Keep it short. Maximum 3-5 questions per measurement moment. Customers who have just started have little time and patience for long surveys. A high response rate is more important than extensive data.
The NPS question ('How likely are you to recommend us?') is the most valuable single question. Combine it with one open follow-up: 'What is the main reason for your score?' This gives you both quantitative and qualitative data.
Add a specific onboarding question: 'How easy was it to get started?' on a scale of 1-10. This gives you a direct measure of onboarding friction that you can track over time.
Analysing onboarding feedback by cohort
Customers who give an NPS of 9 or 10 after onboarding have a 2.4x higher chance of still being a customer after 12 months than customers who give 6 or lower.
Analyse onboarding feedback by cohort: customers who started in the same month. That way you see directly whether product changes improved or worsened the onboarding experience. A cohort that started after a major UI update scores differently from the previous cohort.
Segment by customer segment too. Enterprise customers have different onboarding needs than SMB customers. Customers in financial services have different compliance requirements than retail customers. Onboarding feedback per segment reveals these differences.
Link onboarding NPS to long-term retention. Customers who give a 9 or 10 after onboarding have a significantly higher chance of still being a customer after 12 months.
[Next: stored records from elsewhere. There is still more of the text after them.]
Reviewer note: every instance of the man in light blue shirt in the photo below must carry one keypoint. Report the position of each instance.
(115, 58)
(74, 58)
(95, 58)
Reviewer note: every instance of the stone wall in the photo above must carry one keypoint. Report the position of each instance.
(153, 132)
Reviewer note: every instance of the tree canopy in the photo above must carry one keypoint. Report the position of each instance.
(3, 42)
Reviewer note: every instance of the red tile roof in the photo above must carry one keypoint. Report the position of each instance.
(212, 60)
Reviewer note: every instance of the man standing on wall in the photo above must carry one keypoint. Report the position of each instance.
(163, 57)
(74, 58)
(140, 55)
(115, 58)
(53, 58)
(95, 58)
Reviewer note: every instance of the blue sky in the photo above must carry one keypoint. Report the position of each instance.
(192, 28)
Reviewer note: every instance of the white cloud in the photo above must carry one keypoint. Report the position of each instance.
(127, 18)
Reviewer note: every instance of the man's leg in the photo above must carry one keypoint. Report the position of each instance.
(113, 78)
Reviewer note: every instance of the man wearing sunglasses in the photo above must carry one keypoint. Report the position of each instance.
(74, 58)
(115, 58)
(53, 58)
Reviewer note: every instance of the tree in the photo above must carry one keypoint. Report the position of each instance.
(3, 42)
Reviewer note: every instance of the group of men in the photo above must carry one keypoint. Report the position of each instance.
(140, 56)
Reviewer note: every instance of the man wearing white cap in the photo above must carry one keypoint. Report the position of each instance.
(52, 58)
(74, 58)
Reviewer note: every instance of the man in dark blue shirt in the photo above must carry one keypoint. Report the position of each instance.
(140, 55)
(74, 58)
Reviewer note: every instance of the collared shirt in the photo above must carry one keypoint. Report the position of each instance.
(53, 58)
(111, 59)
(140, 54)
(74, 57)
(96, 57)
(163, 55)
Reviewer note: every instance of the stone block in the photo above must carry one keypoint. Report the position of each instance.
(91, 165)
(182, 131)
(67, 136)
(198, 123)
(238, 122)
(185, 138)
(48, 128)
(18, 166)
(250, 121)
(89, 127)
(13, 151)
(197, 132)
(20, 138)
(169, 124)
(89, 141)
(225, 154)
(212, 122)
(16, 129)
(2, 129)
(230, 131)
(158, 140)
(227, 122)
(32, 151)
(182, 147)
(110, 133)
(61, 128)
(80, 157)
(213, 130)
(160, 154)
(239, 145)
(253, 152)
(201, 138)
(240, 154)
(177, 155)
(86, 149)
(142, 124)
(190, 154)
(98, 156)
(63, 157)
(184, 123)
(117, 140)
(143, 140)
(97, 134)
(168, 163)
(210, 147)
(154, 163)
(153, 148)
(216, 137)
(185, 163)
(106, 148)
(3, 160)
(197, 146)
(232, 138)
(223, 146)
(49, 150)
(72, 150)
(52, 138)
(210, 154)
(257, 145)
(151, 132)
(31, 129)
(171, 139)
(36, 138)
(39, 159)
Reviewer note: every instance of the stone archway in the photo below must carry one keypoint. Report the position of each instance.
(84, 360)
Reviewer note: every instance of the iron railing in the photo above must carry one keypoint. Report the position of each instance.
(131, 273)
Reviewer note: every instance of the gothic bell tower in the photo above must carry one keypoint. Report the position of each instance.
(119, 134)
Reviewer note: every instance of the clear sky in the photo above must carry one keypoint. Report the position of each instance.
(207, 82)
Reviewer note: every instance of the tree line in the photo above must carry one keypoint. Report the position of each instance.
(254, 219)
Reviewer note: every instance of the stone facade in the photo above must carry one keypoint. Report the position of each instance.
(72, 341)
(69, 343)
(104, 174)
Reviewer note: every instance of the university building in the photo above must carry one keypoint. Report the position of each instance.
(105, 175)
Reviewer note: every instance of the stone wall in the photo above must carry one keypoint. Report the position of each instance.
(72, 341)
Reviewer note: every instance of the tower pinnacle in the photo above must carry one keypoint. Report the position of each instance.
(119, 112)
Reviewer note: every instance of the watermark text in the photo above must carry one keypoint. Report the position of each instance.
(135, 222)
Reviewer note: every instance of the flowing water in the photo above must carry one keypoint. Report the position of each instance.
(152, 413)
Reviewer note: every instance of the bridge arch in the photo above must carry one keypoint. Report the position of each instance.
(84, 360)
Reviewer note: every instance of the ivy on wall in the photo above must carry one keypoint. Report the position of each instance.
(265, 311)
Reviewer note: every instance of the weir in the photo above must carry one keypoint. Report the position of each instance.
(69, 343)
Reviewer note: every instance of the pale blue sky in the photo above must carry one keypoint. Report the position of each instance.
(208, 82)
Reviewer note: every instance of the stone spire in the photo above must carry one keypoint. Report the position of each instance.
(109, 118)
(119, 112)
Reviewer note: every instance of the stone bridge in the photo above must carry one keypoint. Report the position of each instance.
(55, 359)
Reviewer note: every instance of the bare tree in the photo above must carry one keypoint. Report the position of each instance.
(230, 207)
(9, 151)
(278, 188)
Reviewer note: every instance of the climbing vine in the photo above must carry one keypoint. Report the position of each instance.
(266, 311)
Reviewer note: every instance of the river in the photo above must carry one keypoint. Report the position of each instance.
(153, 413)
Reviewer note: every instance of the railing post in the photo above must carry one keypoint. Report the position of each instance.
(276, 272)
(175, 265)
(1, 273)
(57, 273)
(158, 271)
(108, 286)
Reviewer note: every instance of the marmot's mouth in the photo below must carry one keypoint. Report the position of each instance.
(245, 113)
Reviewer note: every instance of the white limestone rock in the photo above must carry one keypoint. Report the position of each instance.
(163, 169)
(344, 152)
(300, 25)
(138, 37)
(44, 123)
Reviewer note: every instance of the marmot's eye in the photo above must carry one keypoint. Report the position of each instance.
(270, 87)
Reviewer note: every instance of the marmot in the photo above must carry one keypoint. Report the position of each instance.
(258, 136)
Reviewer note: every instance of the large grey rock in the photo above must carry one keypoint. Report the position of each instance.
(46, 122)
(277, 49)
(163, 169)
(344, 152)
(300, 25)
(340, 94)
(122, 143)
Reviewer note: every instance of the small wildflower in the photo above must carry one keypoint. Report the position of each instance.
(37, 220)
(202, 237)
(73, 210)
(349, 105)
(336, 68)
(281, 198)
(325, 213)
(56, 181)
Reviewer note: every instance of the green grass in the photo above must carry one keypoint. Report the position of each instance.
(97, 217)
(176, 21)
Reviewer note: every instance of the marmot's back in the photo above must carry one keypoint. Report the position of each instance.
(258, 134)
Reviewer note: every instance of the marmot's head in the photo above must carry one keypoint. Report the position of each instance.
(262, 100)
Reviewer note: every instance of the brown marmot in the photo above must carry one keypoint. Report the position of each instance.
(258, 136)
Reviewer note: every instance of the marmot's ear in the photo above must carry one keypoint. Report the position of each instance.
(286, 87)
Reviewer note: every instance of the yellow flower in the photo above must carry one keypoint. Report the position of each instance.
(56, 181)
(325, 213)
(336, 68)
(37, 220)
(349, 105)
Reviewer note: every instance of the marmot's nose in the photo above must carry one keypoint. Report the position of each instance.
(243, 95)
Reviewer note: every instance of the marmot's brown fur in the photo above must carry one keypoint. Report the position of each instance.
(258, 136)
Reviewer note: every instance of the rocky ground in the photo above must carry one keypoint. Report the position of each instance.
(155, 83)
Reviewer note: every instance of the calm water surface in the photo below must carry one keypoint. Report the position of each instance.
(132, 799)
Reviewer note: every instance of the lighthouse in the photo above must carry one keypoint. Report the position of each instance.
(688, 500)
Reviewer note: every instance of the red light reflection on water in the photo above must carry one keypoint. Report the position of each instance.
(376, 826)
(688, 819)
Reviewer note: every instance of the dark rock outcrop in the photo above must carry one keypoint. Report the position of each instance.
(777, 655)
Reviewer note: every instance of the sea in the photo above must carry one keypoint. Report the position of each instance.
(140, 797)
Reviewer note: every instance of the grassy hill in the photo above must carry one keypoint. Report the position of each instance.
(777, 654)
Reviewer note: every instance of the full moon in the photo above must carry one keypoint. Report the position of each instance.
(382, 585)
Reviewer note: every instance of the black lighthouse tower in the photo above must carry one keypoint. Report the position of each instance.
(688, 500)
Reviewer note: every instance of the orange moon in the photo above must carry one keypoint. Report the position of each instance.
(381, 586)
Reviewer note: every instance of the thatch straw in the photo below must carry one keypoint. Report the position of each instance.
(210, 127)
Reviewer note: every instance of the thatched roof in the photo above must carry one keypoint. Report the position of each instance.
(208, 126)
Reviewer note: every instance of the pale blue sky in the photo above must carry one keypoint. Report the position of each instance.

This makes onboarding NPS a valuable predictor for your retention forecast.
Implementing automated onboarding feedback
Connect the survey trigger to your onboarding completion event. When a customer completes the last step of your onboarding checklist, trigger an NPS survey automatically. No manual action required.
Set a fallback trigger for customers who do not complete onboarding. If a customer has not completed onboarding after 14 days, send a survey with the question: 'What is holding you back?' This reveals the barriers that prevent activation.
Link low onboarding scores to automated follow-up. At NPS ≤ 6 after onboarding the customer automatically receives an invitation for a personal onboarding session. This significantly increases the activation rate.